Question

genes that map to hg38 coordinates

1

Entering edit mode

8.5 years ago

bioguy24 ▴ 230

Given a list of ~55,000 hg38 coordinates is there an easy way to get the gene that maps to it?I guess it is running genome browser in batch. Maybe there is a mysql command that will use the input? Thank you :).

input

 chr1:1013574-1013576
 chr1:1013984-1014478
 chr1:1020163-1020383

desired output

  chr1:1013574-1013576 ISG15
  chr1:1013984-1014478 ISG15
  chr1:1020163-1020383 AGRN

ngs • 5.9k views

ADD COMMENT • link 8.5 years ago by bioguy24 ▴ 230

0

Entering edit mode

Thank you all for the great solutions :).

ADD REPLY • link 8.5 years ago by bioguy24 ▴ 230

2

Entering edit mode

8.5 years ago

Charles Plessy ★ 2.9k

You can use R and Bioconductor's GenomicRanges package as follows:

First, represent your regions of interest as genomic ranges. For real data, you may load a BED file with the function rtracklayer::import.bed(). Here, we create by hand the three regions that you gave as example. The output of the commands is displayed in italics.

# In R, load the library.
library(GenomicRanges)

# Create an GRanges object (here called, 'r'). that contains the regions of interest.
r <- c( GRanges("chr1", IRanges(1013574,1013576))
      , GRanges("chr1", IRanges(1013984,1014478))
      , GRanges("chr1", IRanges(1020163,1020383)))
r

Output:

GRanges object with 3 ranges and 0 metadata columns: seqnames ranges strand <Rle> <IRanges> <Rle> [1] chr1 [1013574, 1013576] * [2] chr1 [1013984, 1014478] * [3] chr1 [1020163, 1020383] * ------- seqinfo: 1 sequence from an unspecified genome; no seqlengths

Then, load genomic ranges for an annotation, for instance GENCODE.

# Get GENCODE from the Bioconductor's Annotation Hub.
library(AnnotationHub)
ah <- AnnotationHub()
query(ah, c("Gencode", "gff", "human"))

Output:

AnnotationHub with 9 records # snapshotDate(): 2016-12-29 # $dataprovider: Gencode # $species: Homo sapiens # $rdataclass: GRanges # additional mcols(): taxonomyid, genome, description, tags, # sourceurl, sourcetype # retrieve records with, e.g., 'object[["AH49554"]]' title AH49554 | gencode.v23.2wayconspseudos.gff3.gz AH49555 | gencode.v23.annotation.gff3.gz AH49556 | gencode.v23.basic.annotation.gff3.gz AH49557 | gencode.v23.chr_patch_hapl_scaff.annotation.gff3.gz AH49558 | gencode.v23.chr_patch_hapl_scaff.basic.annotation.gff3.gz AH49559 | gencode.v23.long_noncoding_RNAs.gff3.gz AH49560 | gencode.v23.polyAs.gff3.gz AH49561 | gencode.v23.primary_assembly.annotation.gff3.gz AH49562 | gencode.v23.tRNAs.gff3.gz

The command above returned that the ID for GENCODE 23 is AH49556 and indicated which command to run next.

ah["AH49556"]
gc <- ah[["AH49556"]]

Then, intersect your regions of interest with the annotation.

overlaps <- findOverlaps(r, gc)

This returns an object telling which region overlaps with which annotation.
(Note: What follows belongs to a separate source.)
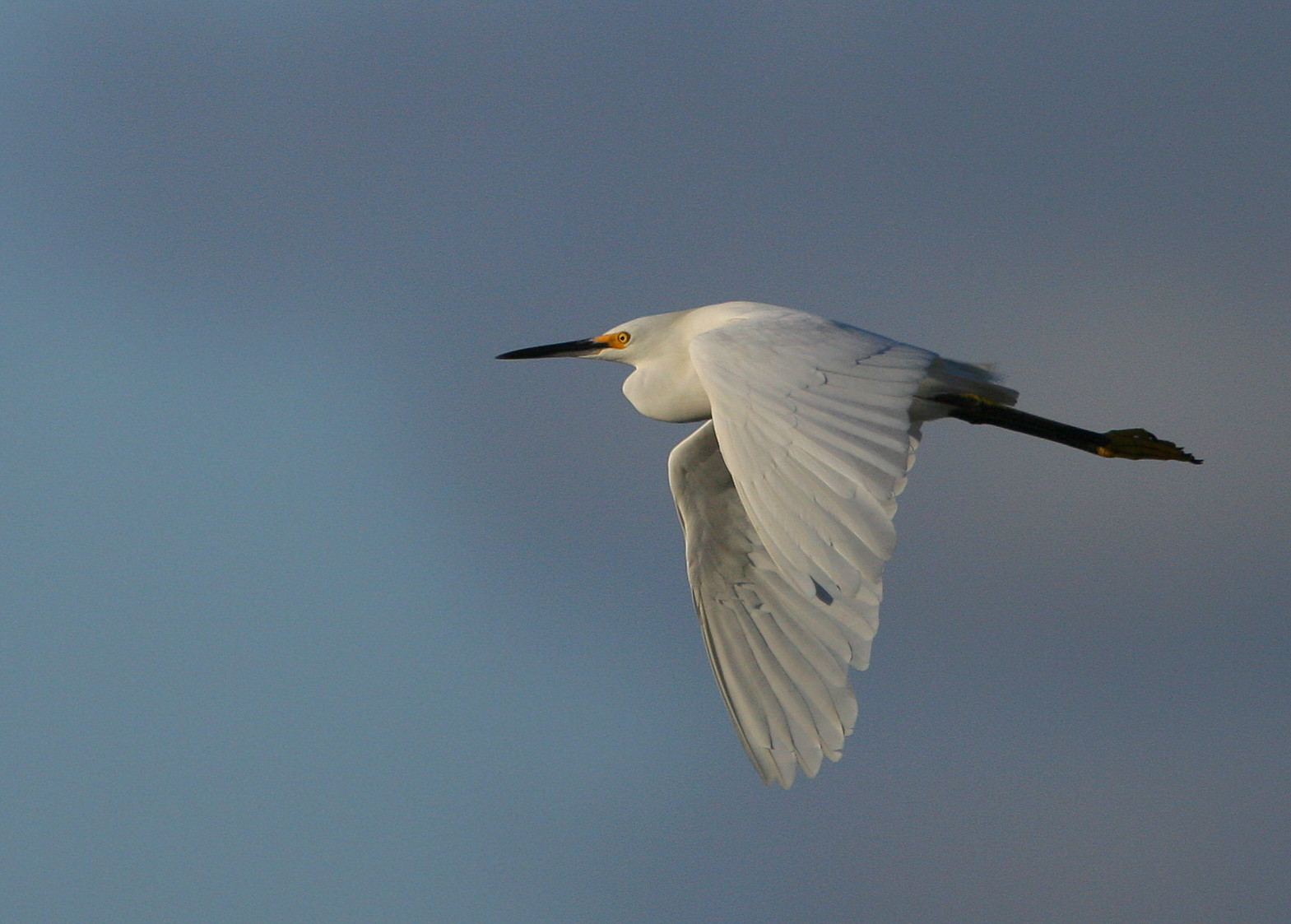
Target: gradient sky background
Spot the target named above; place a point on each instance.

The last step is to extract the gene names, collate them, and prepare your final output.

genes <- extractList(gc$gene_name, as(overlaps, "List"))
genes <- unstrsplit(unique(genes), ";") # Needed in case more than one gene overlaps.
paste(as.character(r), genes)

[1] "chr1:1013574-1013576 ISG15" "chr1:1013984-1014478 ISG15" [3] "chr1:1020163-1020383 AGRN"

You can find other examples on how to use findOverlaps() in other Biostars posts or in Bioconductor's support forum.
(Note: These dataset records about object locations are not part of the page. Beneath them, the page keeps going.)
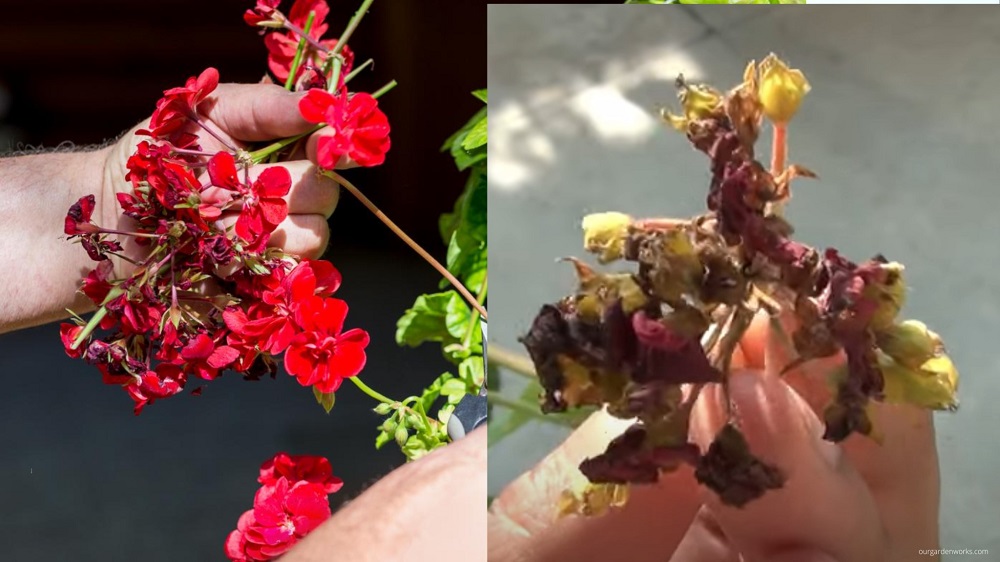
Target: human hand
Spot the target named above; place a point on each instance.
(428, 509)
(855, 501)
(242, 114)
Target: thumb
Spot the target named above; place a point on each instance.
(523, 523)
(824, 507)
(255, 112)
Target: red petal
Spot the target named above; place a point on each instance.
(300, 283)
(198, 348)
(329, 149)
(315, 105)
(327, 277)
(207, 83)
(209, 211)
(348, 360)
(222, 356)
(273, 182)
(272, 212)
(248, 224)
(332, 317)
(298, 361)
(235, 319)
ADD COMMENT • link 8.5 years ago by Charles Plessy ★ 2.9k

1

Entering edit mode

8.5 years ago

newbiebio ▴ 80

Maybe you could try bedtools. First, go to ensembl and download refgenome's gtf file. Then use 'bedtools intersect -wo -a ref.gtf -b you_input.bed"

ADD COMMENT • link 8.5 years ago by newbiebio ▴ 80

score 4 · Accepted Answer · 2017-01-03

Another way is to download the HGNC names to a BED file, and use BEDOPS bedmap to map gene IDs to intervals.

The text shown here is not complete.